Sacred Heart College, a well-known academic powerhouse in Johannesburg, now wants to harness its educational prowess in the development of football talent in the neglected inner-city areas of the City of Gold.
As one of the oldest schools in Johannesburg, Sacred Heart plans to establish an elite football academy for both boys and girls in the
divisions of U9, U11, U13, U15 and U17, with prospects to increase the intake to include the U19s as well.
Trials for boys were held on 3 March at the school and those for the girls will be held on 10 March at the same school venue and interested young girls in the inner-city areas of the Johannesburg CBD, Berea, Hillbrow, Yeoville, Bellevue, Observatory, Bertrams, Doornfontein, Lorentzville, Kensington and other areas are urged to take advantage of the offering.

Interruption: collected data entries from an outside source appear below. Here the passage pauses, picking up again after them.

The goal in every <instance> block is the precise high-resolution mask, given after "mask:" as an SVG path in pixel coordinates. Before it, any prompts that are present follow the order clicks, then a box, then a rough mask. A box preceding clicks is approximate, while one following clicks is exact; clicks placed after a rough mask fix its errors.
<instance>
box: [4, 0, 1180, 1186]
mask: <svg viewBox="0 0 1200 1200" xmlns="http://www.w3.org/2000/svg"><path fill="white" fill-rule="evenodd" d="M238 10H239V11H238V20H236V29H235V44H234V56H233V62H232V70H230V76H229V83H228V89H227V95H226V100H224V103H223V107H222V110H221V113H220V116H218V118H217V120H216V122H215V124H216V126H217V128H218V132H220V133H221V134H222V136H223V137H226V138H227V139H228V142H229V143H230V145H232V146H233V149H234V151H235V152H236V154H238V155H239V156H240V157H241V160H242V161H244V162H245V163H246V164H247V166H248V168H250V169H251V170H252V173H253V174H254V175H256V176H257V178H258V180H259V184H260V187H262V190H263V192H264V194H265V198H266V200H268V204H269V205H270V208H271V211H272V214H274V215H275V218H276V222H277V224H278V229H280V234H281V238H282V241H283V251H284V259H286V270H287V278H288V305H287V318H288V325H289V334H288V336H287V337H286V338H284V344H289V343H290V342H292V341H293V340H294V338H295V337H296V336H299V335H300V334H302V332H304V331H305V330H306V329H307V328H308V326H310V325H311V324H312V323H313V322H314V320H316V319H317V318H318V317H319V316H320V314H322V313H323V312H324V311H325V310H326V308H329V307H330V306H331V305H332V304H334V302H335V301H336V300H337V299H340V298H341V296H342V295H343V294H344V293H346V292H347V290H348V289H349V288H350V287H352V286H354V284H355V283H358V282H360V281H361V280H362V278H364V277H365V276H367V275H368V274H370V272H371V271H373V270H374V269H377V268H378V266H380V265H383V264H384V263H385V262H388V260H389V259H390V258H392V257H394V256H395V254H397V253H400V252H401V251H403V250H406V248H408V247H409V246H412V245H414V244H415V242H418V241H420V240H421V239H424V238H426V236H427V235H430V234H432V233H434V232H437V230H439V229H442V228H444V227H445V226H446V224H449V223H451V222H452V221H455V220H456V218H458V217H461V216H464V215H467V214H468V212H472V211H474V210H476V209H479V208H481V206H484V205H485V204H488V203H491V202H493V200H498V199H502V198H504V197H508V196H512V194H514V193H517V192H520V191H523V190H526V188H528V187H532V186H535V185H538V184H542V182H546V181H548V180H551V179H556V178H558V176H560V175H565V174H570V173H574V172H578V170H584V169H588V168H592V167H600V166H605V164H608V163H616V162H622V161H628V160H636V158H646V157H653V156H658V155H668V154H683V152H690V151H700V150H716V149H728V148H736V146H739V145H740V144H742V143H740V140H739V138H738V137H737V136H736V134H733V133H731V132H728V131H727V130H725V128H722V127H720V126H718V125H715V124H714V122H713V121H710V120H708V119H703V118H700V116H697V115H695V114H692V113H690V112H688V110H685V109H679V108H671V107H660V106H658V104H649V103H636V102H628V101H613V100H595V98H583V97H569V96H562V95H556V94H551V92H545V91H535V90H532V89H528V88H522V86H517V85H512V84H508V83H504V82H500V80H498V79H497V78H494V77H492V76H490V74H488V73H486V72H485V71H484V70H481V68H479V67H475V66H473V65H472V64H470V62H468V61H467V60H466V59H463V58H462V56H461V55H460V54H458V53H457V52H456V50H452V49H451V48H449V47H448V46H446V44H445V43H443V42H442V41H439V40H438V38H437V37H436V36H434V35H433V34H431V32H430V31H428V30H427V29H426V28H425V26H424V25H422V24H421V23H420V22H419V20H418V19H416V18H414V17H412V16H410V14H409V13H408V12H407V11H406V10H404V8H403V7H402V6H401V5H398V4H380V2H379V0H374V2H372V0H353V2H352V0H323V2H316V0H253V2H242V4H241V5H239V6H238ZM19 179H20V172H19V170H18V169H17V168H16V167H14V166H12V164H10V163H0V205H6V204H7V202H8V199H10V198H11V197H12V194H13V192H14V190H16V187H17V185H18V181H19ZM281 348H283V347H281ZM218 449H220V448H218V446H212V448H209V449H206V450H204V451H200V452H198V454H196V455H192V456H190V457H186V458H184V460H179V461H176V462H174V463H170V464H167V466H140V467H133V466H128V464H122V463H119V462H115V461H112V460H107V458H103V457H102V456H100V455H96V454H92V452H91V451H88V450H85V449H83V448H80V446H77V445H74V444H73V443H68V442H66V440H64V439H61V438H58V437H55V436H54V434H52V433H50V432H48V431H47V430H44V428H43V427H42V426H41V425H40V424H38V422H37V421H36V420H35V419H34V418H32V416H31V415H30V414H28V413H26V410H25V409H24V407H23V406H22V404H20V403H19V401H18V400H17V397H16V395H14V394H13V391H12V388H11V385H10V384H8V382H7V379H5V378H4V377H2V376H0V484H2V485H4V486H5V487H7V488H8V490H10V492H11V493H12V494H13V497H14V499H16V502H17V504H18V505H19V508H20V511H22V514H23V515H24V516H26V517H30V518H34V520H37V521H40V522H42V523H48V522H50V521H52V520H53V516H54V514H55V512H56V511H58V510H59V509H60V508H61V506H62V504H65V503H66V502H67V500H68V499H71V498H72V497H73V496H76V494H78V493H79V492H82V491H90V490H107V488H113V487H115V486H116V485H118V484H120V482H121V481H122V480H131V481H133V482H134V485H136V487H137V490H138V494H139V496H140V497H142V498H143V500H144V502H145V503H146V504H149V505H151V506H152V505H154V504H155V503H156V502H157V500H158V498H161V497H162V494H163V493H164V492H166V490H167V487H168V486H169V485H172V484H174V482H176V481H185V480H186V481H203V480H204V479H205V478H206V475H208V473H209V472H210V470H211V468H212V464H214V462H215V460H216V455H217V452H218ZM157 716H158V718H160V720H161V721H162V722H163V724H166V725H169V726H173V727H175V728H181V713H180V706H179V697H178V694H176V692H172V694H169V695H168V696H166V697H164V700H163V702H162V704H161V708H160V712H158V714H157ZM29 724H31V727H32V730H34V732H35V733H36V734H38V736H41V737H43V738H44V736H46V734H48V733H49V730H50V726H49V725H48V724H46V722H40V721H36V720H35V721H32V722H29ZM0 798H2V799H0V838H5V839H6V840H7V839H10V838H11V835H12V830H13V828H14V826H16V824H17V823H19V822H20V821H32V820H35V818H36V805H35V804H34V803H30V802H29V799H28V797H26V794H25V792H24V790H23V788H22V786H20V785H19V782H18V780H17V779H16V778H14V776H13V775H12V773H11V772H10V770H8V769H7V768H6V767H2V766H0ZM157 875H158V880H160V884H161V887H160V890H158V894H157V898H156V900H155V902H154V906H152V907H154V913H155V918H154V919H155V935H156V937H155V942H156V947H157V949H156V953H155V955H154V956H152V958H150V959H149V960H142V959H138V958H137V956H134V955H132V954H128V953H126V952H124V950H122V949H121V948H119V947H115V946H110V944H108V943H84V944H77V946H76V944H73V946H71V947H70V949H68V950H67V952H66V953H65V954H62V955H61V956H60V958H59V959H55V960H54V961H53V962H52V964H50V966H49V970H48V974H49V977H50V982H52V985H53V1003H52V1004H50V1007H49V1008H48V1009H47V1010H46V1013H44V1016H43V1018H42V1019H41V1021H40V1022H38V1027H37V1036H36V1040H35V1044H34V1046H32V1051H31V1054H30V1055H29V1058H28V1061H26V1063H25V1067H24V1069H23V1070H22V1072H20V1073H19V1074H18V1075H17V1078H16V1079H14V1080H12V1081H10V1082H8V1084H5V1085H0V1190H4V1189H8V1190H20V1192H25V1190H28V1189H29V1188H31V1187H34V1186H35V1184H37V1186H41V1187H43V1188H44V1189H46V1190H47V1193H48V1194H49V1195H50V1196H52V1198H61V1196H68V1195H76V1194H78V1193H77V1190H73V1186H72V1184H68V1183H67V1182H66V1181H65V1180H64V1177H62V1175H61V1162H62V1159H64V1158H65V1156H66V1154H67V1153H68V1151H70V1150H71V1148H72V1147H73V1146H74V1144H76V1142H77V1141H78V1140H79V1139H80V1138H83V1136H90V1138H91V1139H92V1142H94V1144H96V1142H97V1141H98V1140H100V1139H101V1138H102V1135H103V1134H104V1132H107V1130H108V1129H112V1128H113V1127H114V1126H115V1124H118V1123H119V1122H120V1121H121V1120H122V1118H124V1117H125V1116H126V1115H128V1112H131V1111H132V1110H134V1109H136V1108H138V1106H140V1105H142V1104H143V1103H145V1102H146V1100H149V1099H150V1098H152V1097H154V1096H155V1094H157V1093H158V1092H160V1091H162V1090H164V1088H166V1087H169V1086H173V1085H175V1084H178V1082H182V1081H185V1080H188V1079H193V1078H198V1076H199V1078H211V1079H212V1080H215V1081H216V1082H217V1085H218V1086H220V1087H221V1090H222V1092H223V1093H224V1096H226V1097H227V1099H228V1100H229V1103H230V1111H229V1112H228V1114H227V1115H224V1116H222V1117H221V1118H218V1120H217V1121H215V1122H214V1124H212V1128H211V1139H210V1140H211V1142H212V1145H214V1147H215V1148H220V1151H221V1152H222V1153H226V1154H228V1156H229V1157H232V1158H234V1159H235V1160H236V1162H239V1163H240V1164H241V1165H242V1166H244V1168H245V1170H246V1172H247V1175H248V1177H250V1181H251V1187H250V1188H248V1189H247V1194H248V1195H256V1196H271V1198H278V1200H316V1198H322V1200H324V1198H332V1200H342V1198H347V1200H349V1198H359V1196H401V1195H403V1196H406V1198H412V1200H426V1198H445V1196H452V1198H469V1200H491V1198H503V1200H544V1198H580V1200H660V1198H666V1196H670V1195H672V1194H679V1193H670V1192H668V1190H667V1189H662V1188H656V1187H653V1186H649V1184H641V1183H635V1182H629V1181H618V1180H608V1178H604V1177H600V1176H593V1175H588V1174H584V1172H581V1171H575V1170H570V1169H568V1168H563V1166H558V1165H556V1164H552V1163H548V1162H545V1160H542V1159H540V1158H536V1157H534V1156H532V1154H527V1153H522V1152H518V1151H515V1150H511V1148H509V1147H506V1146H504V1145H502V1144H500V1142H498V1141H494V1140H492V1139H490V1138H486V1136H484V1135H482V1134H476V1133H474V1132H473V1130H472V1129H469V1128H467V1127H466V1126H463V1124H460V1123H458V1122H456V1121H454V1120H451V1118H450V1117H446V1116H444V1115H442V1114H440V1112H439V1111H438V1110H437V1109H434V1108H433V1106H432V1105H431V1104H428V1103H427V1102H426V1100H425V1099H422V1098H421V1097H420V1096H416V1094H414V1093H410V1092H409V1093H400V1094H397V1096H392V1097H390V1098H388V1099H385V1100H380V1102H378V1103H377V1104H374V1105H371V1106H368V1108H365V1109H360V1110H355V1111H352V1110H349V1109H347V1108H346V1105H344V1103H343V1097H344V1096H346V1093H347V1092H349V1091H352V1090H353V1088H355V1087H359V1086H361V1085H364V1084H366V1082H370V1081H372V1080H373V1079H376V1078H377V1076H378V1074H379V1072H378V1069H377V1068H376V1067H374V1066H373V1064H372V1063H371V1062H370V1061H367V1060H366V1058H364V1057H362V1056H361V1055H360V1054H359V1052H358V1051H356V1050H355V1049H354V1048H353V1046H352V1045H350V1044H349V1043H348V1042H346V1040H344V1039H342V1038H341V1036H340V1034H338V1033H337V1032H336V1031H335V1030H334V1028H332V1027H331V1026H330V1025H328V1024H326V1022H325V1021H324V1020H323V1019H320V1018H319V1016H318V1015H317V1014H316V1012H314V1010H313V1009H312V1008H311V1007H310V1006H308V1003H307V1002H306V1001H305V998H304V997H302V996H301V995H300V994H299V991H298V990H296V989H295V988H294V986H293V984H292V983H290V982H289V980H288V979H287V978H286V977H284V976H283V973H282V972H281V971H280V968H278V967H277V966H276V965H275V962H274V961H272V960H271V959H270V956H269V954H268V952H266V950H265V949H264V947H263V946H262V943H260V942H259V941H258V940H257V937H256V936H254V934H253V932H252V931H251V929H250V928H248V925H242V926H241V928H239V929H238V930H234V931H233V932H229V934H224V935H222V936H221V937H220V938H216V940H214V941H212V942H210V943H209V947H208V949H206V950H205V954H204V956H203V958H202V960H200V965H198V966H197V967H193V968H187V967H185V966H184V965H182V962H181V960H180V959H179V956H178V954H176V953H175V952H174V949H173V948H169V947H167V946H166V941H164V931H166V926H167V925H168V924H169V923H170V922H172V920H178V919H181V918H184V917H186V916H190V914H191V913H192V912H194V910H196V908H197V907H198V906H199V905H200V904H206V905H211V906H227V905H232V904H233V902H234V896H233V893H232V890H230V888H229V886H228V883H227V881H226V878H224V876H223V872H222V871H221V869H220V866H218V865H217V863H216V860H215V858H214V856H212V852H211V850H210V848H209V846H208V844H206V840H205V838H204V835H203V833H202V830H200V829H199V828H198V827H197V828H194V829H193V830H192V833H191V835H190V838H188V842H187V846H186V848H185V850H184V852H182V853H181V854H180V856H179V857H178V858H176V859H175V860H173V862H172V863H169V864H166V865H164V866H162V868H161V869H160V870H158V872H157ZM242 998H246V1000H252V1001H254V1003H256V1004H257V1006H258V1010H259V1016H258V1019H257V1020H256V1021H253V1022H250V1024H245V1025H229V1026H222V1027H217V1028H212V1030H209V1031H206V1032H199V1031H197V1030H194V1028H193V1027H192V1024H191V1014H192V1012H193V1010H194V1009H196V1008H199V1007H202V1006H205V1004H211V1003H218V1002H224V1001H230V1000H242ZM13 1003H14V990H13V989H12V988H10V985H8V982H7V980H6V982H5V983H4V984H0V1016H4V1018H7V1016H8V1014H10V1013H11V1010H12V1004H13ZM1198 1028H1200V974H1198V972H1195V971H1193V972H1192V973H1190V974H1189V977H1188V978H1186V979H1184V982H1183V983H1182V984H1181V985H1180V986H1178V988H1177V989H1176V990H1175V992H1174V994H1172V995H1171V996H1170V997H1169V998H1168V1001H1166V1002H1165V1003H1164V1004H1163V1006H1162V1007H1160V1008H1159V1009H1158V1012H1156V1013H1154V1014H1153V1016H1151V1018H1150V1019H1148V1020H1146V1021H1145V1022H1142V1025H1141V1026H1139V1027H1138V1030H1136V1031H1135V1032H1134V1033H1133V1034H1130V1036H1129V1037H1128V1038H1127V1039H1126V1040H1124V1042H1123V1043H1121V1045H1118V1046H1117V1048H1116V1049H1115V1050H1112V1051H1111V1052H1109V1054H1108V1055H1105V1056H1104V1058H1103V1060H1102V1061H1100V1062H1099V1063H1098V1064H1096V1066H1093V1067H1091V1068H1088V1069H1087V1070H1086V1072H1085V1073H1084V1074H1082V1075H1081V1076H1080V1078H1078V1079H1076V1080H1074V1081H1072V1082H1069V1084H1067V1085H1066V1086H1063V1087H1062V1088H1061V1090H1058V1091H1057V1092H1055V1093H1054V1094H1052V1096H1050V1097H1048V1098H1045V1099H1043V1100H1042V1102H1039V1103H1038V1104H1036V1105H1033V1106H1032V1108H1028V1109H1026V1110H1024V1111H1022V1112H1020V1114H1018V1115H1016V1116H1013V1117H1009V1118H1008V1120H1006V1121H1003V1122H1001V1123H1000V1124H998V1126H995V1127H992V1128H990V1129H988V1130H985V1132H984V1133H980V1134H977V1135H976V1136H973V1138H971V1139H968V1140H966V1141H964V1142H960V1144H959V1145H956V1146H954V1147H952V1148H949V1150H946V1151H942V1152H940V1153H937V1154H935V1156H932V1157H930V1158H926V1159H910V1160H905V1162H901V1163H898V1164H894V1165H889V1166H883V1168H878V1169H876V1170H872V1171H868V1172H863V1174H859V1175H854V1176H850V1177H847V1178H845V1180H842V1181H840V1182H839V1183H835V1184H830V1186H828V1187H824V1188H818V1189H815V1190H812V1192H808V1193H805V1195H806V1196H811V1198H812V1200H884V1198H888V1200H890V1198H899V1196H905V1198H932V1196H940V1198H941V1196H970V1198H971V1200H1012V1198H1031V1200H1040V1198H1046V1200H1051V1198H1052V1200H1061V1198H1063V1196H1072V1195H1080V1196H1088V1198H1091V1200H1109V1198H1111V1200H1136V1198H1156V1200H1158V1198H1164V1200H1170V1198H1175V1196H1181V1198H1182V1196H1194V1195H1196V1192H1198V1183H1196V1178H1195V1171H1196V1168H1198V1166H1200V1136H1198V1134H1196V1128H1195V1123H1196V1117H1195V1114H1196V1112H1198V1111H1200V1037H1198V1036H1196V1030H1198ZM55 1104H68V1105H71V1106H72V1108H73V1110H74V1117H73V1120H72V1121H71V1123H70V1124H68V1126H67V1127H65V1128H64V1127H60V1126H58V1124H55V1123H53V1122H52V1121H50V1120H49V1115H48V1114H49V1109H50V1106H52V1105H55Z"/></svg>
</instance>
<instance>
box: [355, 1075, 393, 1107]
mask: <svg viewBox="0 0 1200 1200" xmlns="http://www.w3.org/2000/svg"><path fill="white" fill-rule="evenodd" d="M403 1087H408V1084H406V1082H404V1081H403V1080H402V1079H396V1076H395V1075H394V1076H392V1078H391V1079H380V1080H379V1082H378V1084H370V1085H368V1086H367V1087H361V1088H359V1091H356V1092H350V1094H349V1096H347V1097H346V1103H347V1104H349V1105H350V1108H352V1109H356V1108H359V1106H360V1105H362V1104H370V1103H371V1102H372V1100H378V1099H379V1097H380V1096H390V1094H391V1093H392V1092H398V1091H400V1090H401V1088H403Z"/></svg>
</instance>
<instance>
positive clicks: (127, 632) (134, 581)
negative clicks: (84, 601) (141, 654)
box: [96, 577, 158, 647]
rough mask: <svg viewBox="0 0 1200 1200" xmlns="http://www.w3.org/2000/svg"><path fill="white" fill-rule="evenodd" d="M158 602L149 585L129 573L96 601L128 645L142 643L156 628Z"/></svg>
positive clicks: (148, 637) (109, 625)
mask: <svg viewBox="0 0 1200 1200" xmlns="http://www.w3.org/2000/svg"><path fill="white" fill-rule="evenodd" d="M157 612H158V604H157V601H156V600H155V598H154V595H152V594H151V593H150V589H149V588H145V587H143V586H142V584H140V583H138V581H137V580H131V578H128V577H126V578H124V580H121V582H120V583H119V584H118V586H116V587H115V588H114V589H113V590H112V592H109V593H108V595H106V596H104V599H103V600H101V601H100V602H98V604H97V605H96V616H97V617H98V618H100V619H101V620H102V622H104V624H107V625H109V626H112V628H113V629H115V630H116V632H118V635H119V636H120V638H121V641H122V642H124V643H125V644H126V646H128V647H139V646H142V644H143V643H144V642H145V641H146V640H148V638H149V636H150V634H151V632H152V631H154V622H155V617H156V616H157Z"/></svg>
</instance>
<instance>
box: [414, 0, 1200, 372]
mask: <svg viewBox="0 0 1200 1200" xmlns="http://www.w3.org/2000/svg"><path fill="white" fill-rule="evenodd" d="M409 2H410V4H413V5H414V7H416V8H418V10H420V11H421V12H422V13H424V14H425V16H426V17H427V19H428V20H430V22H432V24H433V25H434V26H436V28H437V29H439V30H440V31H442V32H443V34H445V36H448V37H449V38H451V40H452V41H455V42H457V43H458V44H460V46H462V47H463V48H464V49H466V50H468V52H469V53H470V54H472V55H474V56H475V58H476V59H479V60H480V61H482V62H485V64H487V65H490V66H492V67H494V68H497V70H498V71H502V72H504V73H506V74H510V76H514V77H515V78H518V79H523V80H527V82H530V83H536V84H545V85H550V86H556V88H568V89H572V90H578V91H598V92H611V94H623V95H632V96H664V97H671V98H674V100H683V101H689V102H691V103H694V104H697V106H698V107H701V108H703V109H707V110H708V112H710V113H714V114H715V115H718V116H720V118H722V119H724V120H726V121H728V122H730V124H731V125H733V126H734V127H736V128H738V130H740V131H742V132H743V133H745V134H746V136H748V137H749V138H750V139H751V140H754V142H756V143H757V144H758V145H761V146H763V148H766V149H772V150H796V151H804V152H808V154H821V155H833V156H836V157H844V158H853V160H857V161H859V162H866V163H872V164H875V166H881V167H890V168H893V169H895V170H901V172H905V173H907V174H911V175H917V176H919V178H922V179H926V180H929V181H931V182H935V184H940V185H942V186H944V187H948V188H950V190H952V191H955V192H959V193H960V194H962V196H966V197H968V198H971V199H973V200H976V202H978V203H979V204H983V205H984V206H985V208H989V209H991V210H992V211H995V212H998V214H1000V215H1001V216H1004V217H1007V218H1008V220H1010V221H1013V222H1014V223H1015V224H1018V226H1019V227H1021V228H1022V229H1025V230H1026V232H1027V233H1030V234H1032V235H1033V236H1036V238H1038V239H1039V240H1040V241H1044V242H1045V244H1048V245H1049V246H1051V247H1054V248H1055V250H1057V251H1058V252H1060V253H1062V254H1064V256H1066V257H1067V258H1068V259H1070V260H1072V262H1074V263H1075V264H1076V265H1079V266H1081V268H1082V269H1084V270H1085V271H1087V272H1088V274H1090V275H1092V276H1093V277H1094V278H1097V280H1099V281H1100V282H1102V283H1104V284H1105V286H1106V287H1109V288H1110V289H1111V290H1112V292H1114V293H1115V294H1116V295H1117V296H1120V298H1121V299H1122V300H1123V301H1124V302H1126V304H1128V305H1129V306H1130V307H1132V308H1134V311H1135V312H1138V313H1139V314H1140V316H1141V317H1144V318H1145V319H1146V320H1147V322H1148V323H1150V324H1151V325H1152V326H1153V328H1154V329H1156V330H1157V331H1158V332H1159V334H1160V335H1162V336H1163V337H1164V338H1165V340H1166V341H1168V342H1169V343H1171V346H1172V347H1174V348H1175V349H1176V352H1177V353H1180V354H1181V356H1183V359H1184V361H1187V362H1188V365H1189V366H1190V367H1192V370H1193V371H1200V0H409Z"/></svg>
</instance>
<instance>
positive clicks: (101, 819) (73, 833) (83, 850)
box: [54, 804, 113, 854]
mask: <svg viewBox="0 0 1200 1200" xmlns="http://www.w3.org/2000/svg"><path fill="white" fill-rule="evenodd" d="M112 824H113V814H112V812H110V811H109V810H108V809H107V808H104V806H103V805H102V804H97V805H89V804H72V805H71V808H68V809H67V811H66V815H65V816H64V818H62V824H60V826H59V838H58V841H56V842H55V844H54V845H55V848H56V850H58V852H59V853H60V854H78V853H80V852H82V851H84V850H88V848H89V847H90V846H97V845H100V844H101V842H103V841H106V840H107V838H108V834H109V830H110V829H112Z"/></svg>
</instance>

Speaking at the trial sessions, Sacred Heart College Primary School’s head of the department for sports, Andre van der Merwe said the academy, known as the Sacred Heart Soccer Academy, is currently involved in negotiations with one of the giants of premiership football with a view to bringing the club on board.
“Bringing on board one of the top flight clubs will add immense value and magnitude to the establishment of the academy and most probably guarantee its future success as well, as the academy will be guaranteed a line of progression for some of its most promising intakes,” Van der Merwe said.
He added that high-level talks were currently underway with the club and he would not want to pre-empt those discussions by naming the club. “Once the deal has been signed, sealed and delivered, we shall then be in a position to announce the name.”
The academy will operate under the auspices of the Rand Central Local Football Association and its leagues, while also, perhaps, participating in the Academy League, which is run by the South African Football Association.
Van der Merwe said part of the reasons behind the roping in of an elite professional club was to attract sponsors for the academy as most of the potential players are from disadvantaged communities who cannot afford the fees charged for intake into such an institution.
“Sacred Heart College is willing to allow the free use of its sporting facilities for the academy, including the use of sporting equipment, our buses to transport the children and our coaches, but we need help to ensure the success of the project.”
He said they were looking at a squad of 20 players per division and some of the most promising players in the various divisions will be offered sporting bursaries at the college to further the educational side of their soccer ambitions and career.
“Our aim is not only to produce highly skilled soccer stars but to develop all-around players, as sports-based programmes have been widely recognised as an effective tool for empowering young people, increasing their knowledge, promoting effective communication, negotiation skills and improving self-efficacy and leadership,” he said.